Desde a madrugada, uma multidão de fiéis se concentra na Igreja Matriz de São Jorge, em Quintino, na zona norte da capital, para festejar o soldado romano, padroeiro do estado, famoso pela lenda de ter matado um dragão.

A programação especial já teve louvor, momentos de oração e espetáculo com 300 drones antes da tradicional missa da alvorada. Durante a manhã e a tarde, estão agendadas outras missas, inclusive com a presença do cardeal arcebispo Dom Orani João Tempesta, além de outras autoridades.

A partir das 16h, os fiéis saem em procissão até a noite, quando as missas retornam. A última será às 19h30

No centro do Rio, em palco montado na Avenida Presidente Vargas, próximo à Igreja de São Jorge na Praça da República, as missas começaram também na madrugada e desde as sete da manhã ocorrem de hora em hora até as 16h.

Às 18h, a celebração de encerramento será presidida pelo cardeal Dom Orani.
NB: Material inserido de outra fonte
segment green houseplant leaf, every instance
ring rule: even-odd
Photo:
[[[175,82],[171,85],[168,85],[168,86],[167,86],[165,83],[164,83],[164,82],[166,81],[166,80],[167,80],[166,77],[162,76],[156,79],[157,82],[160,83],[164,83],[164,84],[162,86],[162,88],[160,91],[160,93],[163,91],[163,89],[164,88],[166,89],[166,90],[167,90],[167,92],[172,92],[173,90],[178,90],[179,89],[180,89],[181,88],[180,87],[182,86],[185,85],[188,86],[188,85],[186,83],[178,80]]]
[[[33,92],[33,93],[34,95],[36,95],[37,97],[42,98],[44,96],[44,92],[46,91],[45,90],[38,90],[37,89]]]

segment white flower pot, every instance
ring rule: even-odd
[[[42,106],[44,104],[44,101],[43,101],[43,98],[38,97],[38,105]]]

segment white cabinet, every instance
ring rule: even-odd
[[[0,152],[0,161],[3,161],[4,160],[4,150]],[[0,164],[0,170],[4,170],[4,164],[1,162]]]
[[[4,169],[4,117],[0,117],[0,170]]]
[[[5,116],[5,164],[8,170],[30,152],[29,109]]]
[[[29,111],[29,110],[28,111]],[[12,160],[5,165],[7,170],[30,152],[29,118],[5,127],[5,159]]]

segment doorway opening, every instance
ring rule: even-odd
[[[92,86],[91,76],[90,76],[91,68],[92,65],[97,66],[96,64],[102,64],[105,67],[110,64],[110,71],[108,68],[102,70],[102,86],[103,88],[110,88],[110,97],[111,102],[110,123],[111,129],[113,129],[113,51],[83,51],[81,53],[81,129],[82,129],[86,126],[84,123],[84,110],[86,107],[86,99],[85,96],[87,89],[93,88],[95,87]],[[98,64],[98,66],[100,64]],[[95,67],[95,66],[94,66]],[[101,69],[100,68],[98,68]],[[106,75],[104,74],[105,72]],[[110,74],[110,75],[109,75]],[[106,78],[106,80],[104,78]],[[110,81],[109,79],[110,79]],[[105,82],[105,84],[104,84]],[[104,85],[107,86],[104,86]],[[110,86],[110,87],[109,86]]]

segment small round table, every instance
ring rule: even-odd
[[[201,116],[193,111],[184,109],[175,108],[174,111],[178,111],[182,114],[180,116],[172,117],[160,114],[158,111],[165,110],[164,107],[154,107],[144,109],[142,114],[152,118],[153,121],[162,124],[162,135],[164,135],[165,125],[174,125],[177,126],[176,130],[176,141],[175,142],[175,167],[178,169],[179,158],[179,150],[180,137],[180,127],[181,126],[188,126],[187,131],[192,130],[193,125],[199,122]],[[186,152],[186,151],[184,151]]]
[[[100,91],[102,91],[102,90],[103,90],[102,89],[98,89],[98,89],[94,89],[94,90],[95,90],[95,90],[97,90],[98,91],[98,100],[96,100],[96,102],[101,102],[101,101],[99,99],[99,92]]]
O padre Celso Copetti lembra que São Jorge dialoga com todas as realidades da vida do povo do Rio de Janeiro:

‘São Jorge é considerado aquele que vence o dragão e o dragão significa o mal, significa as injustiças, as lutas cotidianas. E tem uma matriz africana, sim, porque todos se sentem às vezes excluídos e como nós sabemos que ao longo da história e da cultura carioca também houve momentos difíceis de discriminação. E São Jorge faz parte de toda a vida das comunidades, não importa de que religião, de que igreja, de que cultura nós somos.’


Rio de Janeiro (RJ), 23/04/2025 – O babalorixá Luiz Alberto de Oxóssi, do candomblé, oferta bençãos a devotos durante as celebrações ao Dia de São Jorge, no centro da cidade. Foto: Fernando Frazão/Agência Brasil

O babalorixá Luiz Alberto de Oxóssi, do Candomblé, oferta bençãos a devotos durante as celebrações ao Dia de São Jorge, no centro do Rio de Janeiro. Foto: Fernando Frazão/Agência Brasil.

Além dos eventos católicos, terreiros de Umbanda e Candomblé abrem suas portas para o toque em homenagem a Ogum, orixá da mitologia iorubá. É ele o senhor da tecnologia e da agricultura, aquele que forja as ferramentas, enfrenta as guerras e protege os trabalhadores.

Diversas feijoadas e rodas de samba em homenagem a São Jorge também estão na agenda da cidade neste 23 de abril. Este é o primeiro ano em que as celebrações ocorrem após o reconhecimento da festa no calendário oficial da capital fluminense.